На Белорусском вокзале она пожала руку Ярику, а меня чмокнула.
— Жаль, что вчера так получилось…
— Ты о чем? — смутился я.
— О том, чего не получилось, — засмеялась она и поднялась в вагон. Поезд тронулся, она высунулась из окна:
— До свидания, мальчики!.. Мы махали вслед. Поезд ушел. На душе стало пусто.
— Не люблю я провожать, — сказал мне Ярик. — Ты как насчет бутылку разломать?
— Бутылку? Ну, давай. Зашли в вокзальный ресторан и сели за столик. Он предложил взять водки — грамм 700. Я был за шампанское. Тут я в бабушку: великая трезвенница, она за всю свою жизнь, то есть до октября семнадцатого, выпила один-единственный бокал шампанского, и то не залпом, а в сумме пригубленных глотков. (Существование после октября за жизнь не считала, и даже глотков не пригубляла, ибо «не с чего тут праздновать»).

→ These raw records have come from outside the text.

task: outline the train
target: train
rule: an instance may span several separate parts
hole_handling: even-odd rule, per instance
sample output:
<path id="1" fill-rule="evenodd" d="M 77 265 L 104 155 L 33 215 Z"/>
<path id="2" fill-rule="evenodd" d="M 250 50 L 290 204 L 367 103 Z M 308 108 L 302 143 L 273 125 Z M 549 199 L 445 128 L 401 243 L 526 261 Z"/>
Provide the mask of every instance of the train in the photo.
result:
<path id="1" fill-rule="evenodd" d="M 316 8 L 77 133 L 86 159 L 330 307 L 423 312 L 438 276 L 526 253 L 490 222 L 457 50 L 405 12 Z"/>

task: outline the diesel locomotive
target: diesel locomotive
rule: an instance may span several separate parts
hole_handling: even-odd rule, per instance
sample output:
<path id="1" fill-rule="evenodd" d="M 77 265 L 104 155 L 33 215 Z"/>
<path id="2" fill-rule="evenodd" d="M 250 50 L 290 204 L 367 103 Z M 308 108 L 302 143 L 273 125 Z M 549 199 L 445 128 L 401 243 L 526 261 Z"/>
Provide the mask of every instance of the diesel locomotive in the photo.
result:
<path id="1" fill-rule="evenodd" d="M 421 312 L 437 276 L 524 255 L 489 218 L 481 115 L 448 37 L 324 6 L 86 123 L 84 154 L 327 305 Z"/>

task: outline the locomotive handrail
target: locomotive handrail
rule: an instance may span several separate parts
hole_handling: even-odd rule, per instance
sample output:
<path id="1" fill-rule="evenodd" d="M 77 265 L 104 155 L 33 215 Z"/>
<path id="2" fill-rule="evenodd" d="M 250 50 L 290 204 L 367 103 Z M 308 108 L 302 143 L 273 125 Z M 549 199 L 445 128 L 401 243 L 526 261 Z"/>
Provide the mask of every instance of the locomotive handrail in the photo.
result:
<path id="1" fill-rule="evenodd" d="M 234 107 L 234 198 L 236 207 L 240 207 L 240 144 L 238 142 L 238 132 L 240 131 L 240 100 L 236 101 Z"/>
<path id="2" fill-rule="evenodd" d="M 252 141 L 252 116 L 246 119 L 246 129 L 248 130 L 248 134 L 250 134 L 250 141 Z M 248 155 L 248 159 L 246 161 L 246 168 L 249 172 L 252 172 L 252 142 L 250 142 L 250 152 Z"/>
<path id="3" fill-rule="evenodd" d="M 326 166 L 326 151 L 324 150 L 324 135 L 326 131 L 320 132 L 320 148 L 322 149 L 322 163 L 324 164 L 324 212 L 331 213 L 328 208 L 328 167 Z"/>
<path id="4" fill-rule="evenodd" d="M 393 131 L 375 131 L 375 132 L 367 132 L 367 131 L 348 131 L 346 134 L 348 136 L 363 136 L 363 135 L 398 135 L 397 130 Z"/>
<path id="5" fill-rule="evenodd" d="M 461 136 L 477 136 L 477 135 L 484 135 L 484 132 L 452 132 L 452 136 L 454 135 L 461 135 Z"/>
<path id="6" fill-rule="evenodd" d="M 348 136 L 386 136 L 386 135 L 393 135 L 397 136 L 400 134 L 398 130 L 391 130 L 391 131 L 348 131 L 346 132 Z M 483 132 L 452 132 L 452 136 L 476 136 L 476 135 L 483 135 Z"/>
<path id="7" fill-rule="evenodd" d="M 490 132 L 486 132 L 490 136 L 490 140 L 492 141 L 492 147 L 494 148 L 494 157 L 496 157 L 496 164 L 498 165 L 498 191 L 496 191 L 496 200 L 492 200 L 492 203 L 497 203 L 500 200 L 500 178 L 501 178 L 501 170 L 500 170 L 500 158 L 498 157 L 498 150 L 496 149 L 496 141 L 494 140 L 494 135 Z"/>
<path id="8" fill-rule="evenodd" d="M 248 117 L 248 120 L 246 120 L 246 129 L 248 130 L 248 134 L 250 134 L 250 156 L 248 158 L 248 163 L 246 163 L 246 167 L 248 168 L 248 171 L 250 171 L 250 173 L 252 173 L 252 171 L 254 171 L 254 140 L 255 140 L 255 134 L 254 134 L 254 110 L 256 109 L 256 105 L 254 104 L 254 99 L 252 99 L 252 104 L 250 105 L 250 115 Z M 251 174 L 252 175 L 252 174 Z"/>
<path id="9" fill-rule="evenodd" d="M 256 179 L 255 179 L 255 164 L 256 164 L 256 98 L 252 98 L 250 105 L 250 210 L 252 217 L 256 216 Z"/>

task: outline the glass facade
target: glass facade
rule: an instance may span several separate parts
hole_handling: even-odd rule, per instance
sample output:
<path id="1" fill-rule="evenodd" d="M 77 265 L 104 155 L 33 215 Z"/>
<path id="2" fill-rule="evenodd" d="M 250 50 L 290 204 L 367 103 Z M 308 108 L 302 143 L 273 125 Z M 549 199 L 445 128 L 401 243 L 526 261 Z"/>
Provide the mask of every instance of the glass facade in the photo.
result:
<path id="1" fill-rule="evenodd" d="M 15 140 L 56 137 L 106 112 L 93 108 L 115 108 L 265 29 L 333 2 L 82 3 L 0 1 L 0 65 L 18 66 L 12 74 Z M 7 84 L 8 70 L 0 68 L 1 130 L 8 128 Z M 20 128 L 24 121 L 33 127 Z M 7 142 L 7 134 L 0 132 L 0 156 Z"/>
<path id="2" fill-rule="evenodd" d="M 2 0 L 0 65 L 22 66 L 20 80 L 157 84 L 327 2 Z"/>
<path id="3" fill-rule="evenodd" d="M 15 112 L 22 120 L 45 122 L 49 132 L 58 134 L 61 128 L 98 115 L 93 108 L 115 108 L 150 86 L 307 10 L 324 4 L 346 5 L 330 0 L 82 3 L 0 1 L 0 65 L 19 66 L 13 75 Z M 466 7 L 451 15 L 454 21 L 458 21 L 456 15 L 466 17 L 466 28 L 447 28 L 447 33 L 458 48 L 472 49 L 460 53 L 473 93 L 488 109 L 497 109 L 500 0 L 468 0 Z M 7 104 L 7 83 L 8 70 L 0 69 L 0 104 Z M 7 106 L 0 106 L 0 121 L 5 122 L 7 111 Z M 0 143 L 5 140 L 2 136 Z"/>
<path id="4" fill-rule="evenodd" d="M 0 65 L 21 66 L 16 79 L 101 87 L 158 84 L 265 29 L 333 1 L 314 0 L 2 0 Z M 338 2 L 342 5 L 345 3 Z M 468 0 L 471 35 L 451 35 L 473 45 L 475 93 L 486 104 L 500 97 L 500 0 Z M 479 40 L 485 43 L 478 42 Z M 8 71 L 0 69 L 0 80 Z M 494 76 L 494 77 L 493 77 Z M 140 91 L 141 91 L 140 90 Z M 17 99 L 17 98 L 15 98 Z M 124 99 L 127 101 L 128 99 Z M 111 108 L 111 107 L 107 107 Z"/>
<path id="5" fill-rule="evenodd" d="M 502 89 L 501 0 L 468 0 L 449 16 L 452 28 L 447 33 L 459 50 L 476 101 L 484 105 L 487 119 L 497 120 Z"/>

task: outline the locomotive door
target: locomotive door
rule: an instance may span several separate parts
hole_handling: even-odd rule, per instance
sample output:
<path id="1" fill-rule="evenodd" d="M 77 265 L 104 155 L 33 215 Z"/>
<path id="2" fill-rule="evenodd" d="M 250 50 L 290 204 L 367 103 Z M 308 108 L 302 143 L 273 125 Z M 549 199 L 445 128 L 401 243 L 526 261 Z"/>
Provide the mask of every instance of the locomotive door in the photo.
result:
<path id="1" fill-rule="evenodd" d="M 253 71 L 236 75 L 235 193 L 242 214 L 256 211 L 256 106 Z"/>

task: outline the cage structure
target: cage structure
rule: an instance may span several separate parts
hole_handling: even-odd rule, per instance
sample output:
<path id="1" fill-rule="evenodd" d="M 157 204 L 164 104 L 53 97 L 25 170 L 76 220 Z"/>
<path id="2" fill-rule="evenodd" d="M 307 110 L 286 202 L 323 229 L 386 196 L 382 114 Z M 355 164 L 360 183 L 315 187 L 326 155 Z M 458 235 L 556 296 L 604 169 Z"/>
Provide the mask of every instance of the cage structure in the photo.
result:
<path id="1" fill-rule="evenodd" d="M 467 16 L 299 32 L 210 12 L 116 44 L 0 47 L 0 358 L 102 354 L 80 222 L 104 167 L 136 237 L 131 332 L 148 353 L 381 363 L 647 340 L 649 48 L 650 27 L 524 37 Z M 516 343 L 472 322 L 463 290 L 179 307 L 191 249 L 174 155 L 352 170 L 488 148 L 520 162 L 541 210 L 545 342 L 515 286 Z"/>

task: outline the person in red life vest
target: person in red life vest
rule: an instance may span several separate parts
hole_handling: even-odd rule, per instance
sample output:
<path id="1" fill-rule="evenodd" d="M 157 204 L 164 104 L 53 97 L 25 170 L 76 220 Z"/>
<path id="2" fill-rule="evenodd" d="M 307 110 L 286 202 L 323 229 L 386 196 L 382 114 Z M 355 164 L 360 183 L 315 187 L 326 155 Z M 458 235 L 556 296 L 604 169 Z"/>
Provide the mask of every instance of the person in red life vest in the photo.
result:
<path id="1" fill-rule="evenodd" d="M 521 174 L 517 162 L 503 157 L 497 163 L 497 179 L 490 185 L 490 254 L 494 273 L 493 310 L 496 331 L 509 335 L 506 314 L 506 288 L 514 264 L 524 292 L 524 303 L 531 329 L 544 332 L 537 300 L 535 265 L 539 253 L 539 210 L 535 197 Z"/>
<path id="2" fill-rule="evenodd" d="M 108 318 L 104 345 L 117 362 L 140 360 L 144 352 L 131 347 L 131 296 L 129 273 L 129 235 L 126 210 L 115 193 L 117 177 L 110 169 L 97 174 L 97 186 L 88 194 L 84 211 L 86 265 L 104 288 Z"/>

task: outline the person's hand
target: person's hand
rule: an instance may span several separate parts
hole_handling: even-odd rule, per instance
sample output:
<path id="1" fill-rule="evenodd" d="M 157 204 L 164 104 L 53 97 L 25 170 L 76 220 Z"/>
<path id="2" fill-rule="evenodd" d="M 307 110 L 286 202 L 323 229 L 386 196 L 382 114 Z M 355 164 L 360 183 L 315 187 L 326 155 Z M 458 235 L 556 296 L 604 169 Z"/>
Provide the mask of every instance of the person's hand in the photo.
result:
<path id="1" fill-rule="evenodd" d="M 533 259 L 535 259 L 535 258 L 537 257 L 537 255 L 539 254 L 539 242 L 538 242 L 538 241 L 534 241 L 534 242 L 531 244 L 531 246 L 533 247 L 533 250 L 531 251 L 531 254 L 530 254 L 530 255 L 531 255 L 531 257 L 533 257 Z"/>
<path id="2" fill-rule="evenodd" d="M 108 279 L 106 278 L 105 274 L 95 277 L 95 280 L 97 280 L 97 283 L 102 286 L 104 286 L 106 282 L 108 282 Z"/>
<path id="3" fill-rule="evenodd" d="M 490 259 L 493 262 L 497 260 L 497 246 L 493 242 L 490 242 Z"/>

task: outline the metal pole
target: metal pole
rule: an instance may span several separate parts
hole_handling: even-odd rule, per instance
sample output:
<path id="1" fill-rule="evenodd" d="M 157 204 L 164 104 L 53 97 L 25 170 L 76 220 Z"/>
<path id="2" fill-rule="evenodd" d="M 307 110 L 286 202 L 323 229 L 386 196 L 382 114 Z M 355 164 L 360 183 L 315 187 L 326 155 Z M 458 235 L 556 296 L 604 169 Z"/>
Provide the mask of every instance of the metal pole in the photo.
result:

Сошлись на компромиссе — бутылку армянского. За столом он приоткрыл карты. Отец был директором подземного завода по обогащению урановой руды. Там заживо гниют смертники — приговоренные к расстрелу. Таких, оказывается, довольно много: каждый день у нас, сказал мне Ярик, вышку дают двум-трем. На четверть миллиарда населения, может, и немного, тем более сравнительно с Большим террором…. Но все же… а? (Я был скандализован. Я не знал… Но знал, что незнание тут не оправдывает). Вроде не по чину директору, но тоже и он, продолжил Ярик, схватил лучевку. Отмучился. Мамаша-рентгенолог, имея доступ к медицинскому спирту, медленно, но верно спивается, сменив после отца уже седьмого «папу» — собутыльника-сожителя. Так что всем достигнутым он, Ярик, обязан самому себе. Да еще — знакомым зэкам. Среди них встретилось немало интеллектуалов, особенно один был, полиглот из МГУ. За что его? Попытка к бегству. Серьезный человек был. Хотел в Норвегию уйти на лыжах. По Карельскому перешейку вашему бродил, изучал финский вариант. Карты хорошие имел, по диппочте получал через знакомых иностранцев. В Среднюю Азию летал, «кукурузник» там планировал в Афганистан угнать. Остановился на Черном море, всю зиму совершал заплывы в бассейне «Москва», что на месте Храма Спасителя. Но пловцу не повезло. Под Батуми пограничный катер пересек ему дорожку к греческому сухогрузу. Диагноз: измена Родине. Десятка.